## Examples of pyesgf.search usage

Prelude:

In [1]:
from pyesgf.search import SearchConnection
conn = SearchConnection('http://esgf-data.dkrz.de/esg-search', 
                        distrib=True)

**Warning**: don't use default search with `facets=*`.

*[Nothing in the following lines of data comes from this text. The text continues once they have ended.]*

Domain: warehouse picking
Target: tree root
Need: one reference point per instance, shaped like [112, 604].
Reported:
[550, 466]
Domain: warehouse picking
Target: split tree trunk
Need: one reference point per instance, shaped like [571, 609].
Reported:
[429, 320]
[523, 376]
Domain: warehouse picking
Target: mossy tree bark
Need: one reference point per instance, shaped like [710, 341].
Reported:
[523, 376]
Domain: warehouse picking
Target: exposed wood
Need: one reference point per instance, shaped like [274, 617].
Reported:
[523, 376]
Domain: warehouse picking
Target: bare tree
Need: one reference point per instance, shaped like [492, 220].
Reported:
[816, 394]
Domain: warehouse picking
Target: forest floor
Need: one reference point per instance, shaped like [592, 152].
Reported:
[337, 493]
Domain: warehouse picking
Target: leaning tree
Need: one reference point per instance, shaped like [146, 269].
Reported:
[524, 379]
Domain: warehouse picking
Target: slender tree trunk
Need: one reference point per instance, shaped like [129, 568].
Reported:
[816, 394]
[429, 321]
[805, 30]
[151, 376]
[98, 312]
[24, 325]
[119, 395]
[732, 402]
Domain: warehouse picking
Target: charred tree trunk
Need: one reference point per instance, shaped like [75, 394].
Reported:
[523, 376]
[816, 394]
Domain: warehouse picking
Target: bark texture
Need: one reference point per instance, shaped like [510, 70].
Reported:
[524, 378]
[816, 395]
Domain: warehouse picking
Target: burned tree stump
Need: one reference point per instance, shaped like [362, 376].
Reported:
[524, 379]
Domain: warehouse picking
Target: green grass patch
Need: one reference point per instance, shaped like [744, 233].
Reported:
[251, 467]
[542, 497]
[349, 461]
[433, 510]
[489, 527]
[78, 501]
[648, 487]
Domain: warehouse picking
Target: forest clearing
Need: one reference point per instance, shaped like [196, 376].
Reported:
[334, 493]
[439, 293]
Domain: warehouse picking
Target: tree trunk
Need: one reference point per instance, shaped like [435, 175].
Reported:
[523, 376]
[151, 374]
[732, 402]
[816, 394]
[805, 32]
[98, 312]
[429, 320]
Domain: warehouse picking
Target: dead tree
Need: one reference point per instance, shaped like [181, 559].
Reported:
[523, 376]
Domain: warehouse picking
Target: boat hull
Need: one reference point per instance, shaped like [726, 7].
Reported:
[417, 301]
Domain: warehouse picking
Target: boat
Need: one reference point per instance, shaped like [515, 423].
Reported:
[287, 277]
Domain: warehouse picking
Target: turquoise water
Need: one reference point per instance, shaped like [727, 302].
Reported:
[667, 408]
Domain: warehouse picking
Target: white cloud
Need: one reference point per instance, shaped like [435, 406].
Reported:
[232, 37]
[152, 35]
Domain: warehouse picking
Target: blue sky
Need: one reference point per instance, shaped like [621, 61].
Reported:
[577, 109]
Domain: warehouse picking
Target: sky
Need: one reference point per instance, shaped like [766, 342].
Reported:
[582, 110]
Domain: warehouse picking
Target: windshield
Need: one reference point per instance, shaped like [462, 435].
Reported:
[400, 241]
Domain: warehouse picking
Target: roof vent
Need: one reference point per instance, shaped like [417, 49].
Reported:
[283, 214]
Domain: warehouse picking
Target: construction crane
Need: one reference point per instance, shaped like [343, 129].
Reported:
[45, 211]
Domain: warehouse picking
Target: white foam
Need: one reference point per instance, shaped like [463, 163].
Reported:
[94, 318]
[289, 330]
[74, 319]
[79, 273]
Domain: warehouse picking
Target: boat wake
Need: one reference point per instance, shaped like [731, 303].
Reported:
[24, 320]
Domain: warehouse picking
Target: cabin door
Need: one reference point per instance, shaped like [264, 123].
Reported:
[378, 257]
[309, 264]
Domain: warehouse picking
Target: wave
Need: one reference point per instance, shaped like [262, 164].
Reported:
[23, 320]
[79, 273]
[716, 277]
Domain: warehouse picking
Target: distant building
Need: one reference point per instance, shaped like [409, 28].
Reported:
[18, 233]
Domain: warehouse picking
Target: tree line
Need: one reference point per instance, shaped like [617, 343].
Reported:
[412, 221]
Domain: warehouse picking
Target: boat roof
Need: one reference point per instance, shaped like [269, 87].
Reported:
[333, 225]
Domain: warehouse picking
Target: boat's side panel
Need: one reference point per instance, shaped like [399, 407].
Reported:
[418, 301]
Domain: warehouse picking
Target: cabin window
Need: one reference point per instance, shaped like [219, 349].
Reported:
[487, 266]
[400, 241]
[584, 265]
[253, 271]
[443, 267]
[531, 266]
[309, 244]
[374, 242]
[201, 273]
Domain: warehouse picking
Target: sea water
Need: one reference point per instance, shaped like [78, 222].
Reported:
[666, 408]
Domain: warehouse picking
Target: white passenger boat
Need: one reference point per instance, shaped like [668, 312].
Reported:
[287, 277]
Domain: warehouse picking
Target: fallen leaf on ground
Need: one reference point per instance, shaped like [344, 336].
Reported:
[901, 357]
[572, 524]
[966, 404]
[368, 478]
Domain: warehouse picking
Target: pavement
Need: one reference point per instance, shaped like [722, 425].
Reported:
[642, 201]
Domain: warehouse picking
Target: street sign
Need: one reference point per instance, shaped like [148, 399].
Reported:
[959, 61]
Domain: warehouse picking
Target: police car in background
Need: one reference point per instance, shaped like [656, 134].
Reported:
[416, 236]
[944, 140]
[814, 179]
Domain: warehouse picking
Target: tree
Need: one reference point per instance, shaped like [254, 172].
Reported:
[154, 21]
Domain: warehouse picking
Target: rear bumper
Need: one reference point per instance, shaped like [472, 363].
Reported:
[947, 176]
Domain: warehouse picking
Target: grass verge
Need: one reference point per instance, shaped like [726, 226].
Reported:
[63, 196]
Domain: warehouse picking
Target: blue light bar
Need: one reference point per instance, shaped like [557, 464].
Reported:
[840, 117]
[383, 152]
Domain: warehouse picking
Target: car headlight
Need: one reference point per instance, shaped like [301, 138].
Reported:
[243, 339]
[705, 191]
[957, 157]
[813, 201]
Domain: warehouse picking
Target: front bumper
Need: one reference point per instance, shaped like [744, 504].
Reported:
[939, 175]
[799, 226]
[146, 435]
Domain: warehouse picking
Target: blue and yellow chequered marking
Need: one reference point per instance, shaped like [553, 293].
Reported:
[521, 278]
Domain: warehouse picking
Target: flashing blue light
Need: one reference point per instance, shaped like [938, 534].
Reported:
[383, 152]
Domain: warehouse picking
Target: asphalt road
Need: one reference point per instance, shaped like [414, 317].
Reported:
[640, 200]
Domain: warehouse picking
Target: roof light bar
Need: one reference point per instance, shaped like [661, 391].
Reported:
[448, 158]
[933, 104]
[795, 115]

This behavior is kept for backward-compatibility, but ESGF indexes might not
successfully perform a distributed search when this option is used, so some
results may be missing.  For full results, it is recommended to pass a list of
facets of interest when instantiating a context object. For example,

      ctx = conn.new_context(facets='project,experiment_id')

Only the facets that you specify will be present in the `facets_counts` dictionary.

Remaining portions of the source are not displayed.